I’m kind of excited about the apocalypse. I would love to eat a basement full of food.
Whenever I ask indie filmmakers how they got funding for their movie they always describe a mysterious millionaire they never met who appeared out of nowhere needing to get rid of money for tax purposes. If you know this millionaire please connect me asap….
I stick pins and needles in the people I don’t like because can’t afford voodoo dolls.
The only excuse for the kinds of storms that have been coming is that someone somewhere is losing a game of Jumanji…
You think you’re your own worst critic? Just wait till you have kids
Jesus: the bread is my body
Judas: *cutting carbs* I see
*gets into trouble*
Trouble: Wrong hole.
7: what kind of ice cream is this? *Takes a bite*
Me: French Vanilla
7: mmm, you can really taste the Frenches
Learn to accept others as they are, instead of trying to make another stupid you, out of them.
me: your honor, the defense rests.
judge: well they picked a pretty stupid time to take a nap i mean they’re on trial for murder.

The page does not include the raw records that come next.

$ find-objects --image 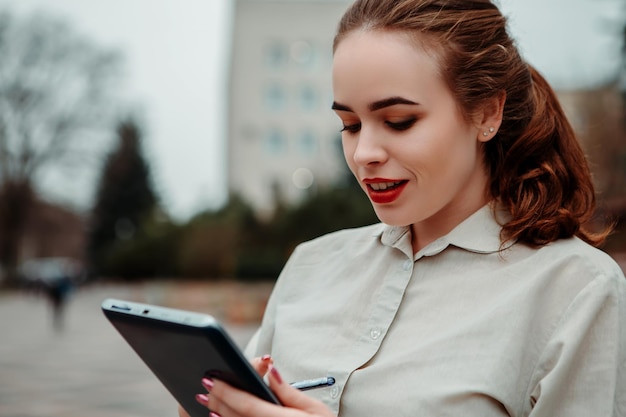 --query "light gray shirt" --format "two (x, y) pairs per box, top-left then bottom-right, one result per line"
(247, 206), (626, 417)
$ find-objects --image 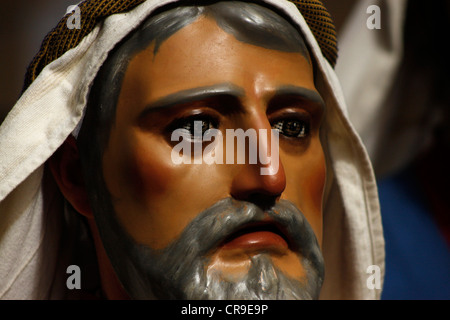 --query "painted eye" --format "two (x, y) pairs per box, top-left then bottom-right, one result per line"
(272, 119), (309, 138)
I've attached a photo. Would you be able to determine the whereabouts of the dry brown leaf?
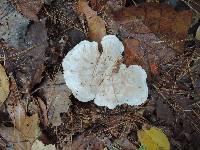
[31,140,56,150]
[42,72,71,126]
[89,0,126,11]
[11,0,44,21]
[114,3,192,52]
[0,114,40,150]
[5,20,48,91]
[0,64,10,106]
[77,0,106,42]
[119,18,175,79]
[71,135,105,150]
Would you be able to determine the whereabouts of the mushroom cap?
[62,35,148,109]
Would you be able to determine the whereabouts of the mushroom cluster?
[62,35,148,109]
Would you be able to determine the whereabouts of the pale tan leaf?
[0,64,9,105]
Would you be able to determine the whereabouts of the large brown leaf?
[11,0,44,21]
[114,3,192,52]
[77,0,106,42]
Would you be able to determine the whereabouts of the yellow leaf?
[137,127,170,150]
[0,64,9,106]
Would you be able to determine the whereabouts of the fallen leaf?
[31,140,56,150]
[5,76,26,129]
[0,64,10,106]
[77,0,106,42]
[11,0,44,21]
[114,3,192,53]
[0,114,40,150]
[89,0,126,12]
[3,20,48,92]
[41,72,71,126]
[196,26,200,41]
[137,127,170,150]
[119,18,175,79]
[71,135,105,150]
[0,0,29,48]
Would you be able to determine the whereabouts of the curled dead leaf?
[0,64,10,106]
[11,0,44,21]
[77,0,106,43]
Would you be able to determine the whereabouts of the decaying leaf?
[62,35,148,109]
[89,0,126,11]
[0,0,29,48]
[78,0,106,43]
[114,3,192,53]
[31,140,56,150]
[71,135,105,150]
[113,13,176,79]
[0,114,40,150]
[42,72,71,126]
[137,127,170,150]
[0,64,10,106]
[5,76,26,129]
[4,20,48,91]
[196,26,200,41]
[11,0,44,21]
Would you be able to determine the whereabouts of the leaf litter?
[0,0,200,150]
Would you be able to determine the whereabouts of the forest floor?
[0,0,200,150]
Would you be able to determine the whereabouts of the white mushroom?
[62,35,148,109]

I’m not waiting until I’m a ghost to tell people ‘get out of my house’ in a creepy voice
I’ve never related to a meme more in my life #gradschool
My girlfriend dumped me so i stole her wheelchair.

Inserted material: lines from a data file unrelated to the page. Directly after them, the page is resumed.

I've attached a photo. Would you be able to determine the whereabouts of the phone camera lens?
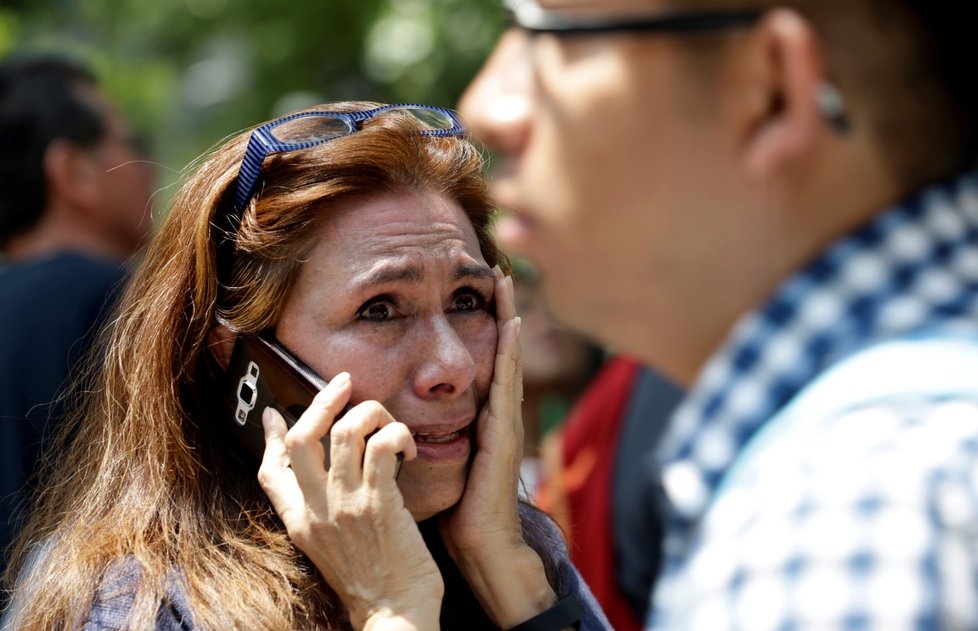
[238,382,255,405]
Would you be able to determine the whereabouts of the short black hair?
[0,55,106,246]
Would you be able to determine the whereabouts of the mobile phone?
[225,334,330,469]
[225,333,404,479]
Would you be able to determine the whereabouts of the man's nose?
[459,28,533,152]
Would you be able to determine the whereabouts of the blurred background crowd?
[0,0,505,209]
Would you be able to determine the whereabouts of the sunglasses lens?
[396,107,455,131]
[271,116,354,143]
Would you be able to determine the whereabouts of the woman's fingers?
[284,372,352,486]
[363,422,418,486]
[258,408,297,515]
[329,401,394,491]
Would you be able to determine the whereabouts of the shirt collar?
[659,175,978,521]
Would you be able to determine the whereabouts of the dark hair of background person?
[0,56,106,247]
[4,103,572,630]
[680,0,978,194]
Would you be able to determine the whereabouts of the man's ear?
[742,9,827,179]
[44,138,102,209]
[207,324,238,371]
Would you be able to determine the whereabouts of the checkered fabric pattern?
[649,175,978,631]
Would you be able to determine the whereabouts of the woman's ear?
[207,324,238,371]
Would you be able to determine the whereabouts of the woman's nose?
[414,316,476,399]
[459,28,533,158]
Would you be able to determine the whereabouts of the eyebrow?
[455,265,495,280]
[355,264,495,289]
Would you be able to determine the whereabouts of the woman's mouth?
[414,425,471,460]
[414,432,459,445]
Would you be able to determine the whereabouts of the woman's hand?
[439,267,556,629]
[258,373,444,629]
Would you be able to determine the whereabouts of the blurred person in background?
[462,0,978,631]
[0,56,152,576]
[513,259,604,498]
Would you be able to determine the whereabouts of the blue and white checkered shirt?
[649,176,978,631]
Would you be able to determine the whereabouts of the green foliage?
[7,0,504,209]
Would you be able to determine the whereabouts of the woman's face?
[275,193,496,520]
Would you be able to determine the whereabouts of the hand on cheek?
[439,267,556,628]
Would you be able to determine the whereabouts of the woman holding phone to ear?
[5,103,607,630]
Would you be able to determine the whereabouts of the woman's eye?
[359,302,393,322]
[452,290,488,312]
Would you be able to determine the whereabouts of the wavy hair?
[6,102,520,631]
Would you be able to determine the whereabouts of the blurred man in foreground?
[462,0,978,631]
[0,57,152,569]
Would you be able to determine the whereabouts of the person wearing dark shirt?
[0,57,152,570]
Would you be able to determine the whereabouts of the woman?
[1,103,606,629]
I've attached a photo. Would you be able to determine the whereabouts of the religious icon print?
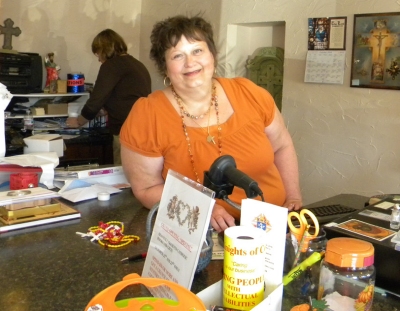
[350,13,400,89]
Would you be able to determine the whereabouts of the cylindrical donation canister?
[222,226,266,310]
[67,72,85,93]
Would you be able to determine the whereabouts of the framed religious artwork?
[308,16,347,51]
[350,12,400,90]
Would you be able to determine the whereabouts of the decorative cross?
[0,18,21,50]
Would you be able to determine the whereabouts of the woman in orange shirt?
[120,16,302,232]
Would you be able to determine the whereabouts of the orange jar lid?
[325,238,374,268]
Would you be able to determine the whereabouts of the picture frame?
[350,12,400,90]
[308,16,347,51]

Guess who came crawling back.
Bing: It’s Dutch! This tweet is in Dutch! Let me translate it for you!
Me: no it isn’t, she just said “hahahaha”

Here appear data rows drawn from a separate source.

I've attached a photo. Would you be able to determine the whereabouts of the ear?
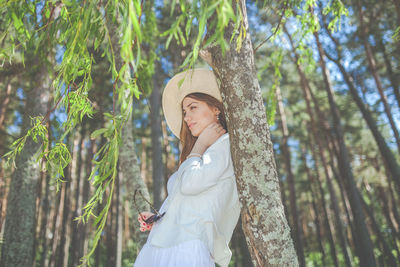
[213,107,221,115]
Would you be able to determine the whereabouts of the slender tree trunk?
[357,0,400,153]
[0,67,49,267]
[378,37,400,108]
[206,0,298,266]
[301,147,326,266]
[0,78,12,129]
[359,188,397,267]
[119,115,150,251]
[302,136,339,266]
[276,87,306,266]
[70,124,85,266]
[284,24,351,266]
[314,33,376,266]
[150,62,166,209]
[115,174,124,267]
[55,165,72,267]
[319,39,400,195]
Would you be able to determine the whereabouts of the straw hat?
[162,69,222,138]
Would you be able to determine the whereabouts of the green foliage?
[0,0,356,266]
[322,0,349,31]
[161,0,238,68]
[3,116,49,167]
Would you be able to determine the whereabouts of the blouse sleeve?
[178,141,230,195]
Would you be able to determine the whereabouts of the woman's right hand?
[138,211,154,232]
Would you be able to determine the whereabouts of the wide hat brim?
[162,69,222,138]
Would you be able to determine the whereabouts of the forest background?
[0,0,400,266]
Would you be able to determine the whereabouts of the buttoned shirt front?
[148,133,240,267]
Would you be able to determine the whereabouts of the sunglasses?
[133,189,165,224]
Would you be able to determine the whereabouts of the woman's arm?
[178,139,230,195]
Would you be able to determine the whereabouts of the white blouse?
[147,133,240,267]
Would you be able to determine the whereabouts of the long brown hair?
[179,93,228,163]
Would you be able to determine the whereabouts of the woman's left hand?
[138,211,154,232]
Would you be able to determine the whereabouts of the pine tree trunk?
[70,124,85,266]
[115,174,124,267]
[0,78,12,130]
[276,87,306,266]
[284,24,351,266]
[206,0,298,266]
[0,67,49,267]
[119,115,150,251]
[150,62,166,209]
[359,188,397,266]
[303,133,339,266]
[357,1,400,153]
[324,36,400,192]
[314,33,376,266]
[378,37,400,108]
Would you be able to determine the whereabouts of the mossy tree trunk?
[206,0,298,266]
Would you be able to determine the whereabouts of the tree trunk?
[70,124,86,266]
[314,33,376,266]
[357,0,400,153]
[359,188,397,266]
[276,86,306,266]
[119,115,150,251]
[284,27,351,266]
[115,174,124,267]
[378,37,400,108]
[206,0,298,266]
[150,62,166,209]
[0,78,12,130]
[302,136,339,266]
[319,36,400,195]
[0,67,49,267]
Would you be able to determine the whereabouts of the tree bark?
[276,86,306,266]
[284,26,351,266]
[150,62,166,209]
[314,33,376,266]
[0,78,12,129]
[319,36,400,195]
[206,0,298,266]
[303,133,339,266]
[119,115,150,251]
[357,1,400,153]
[0,66,49,267]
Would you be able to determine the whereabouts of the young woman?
[134,69,240,267]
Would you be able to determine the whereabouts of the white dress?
[133,175,215,267]
[133,240,215,267]
[133,133,240,267]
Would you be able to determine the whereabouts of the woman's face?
[182,97,219,136]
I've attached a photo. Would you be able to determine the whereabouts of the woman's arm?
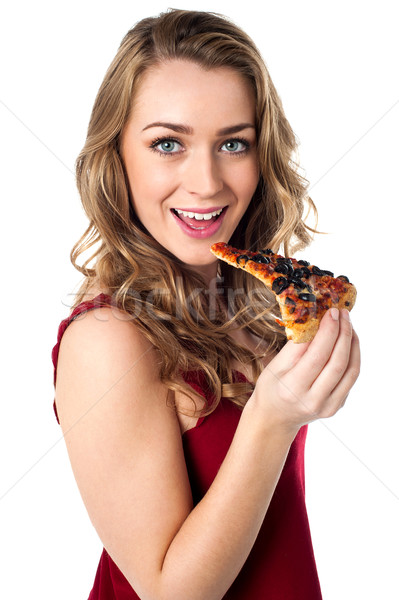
[56,308,359,600]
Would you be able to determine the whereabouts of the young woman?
[53,10,359,600]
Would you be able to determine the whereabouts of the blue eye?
[222,139,249,154]
[150,137,181,156]
[158,140,176,153]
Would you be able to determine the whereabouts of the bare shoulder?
[56,306,167,426]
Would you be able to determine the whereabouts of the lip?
[170,206,228,240]
[173,206,226,215]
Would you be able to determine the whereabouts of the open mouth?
[171,206,227,230]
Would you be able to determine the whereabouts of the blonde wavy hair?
[71,10,316,414]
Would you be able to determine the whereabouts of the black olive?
[274,263,289,275]
[298,292,316,302]
[312,266,323,275]
[236,254,249,264]
[285,296,296,306]
[289,277,306,290]
[272,277,290,295]
[250,254,270,265]
[294,269,304,279]
[285,296,296,315]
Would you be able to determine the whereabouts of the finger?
[293,308,340,389]
[311,310,352,399]
[322,331,361,410]
[266,341,310,376]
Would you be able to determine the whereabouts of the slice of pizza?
[211,242,356,343]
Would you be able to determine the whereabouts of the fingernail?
[342,308,351,321]
[331,308,339,321]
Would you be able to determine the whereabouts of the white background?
[0,0,399,600]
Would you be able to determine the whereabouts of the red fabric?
[52,294,322,600]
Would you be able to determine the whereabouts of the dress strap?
[51,294,112,423]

Bing: come on give me a shot you won’t regret this
Me: fine i’ll click it
Bing (instantly): Could Not Translate
“My uncle died from mineral exposure.”
“Barium?”
“No. We had him cremated.”
My kid made up a song that goes “I love you and would do anything for you except clean” like some kind of 7yo Meat Loaf
I’m sorry I seasoned you while you were taking a nap.
I wish I was Jean Claude Van Damme, not to be able to roundhouse kick my co-worker, but to bore him to death as I act out a scene.
Marriage is basically a never ending competition to prove who is the most tired
Word find for ghosts:
O o O o O o O o O o O
o O o O o O o O o O o
O o O o O o O o O o O
o O o O o O o O o O o
O o O o O o O o O o O
o O o O o O o O o O o
It feels so good to tell my mom every morning that I’m going running, because then she hangs up and I can sleep another hour.
If you know where to buy good cheese, money can absolutely buy happiness and don’t let anyone tell you otherwise.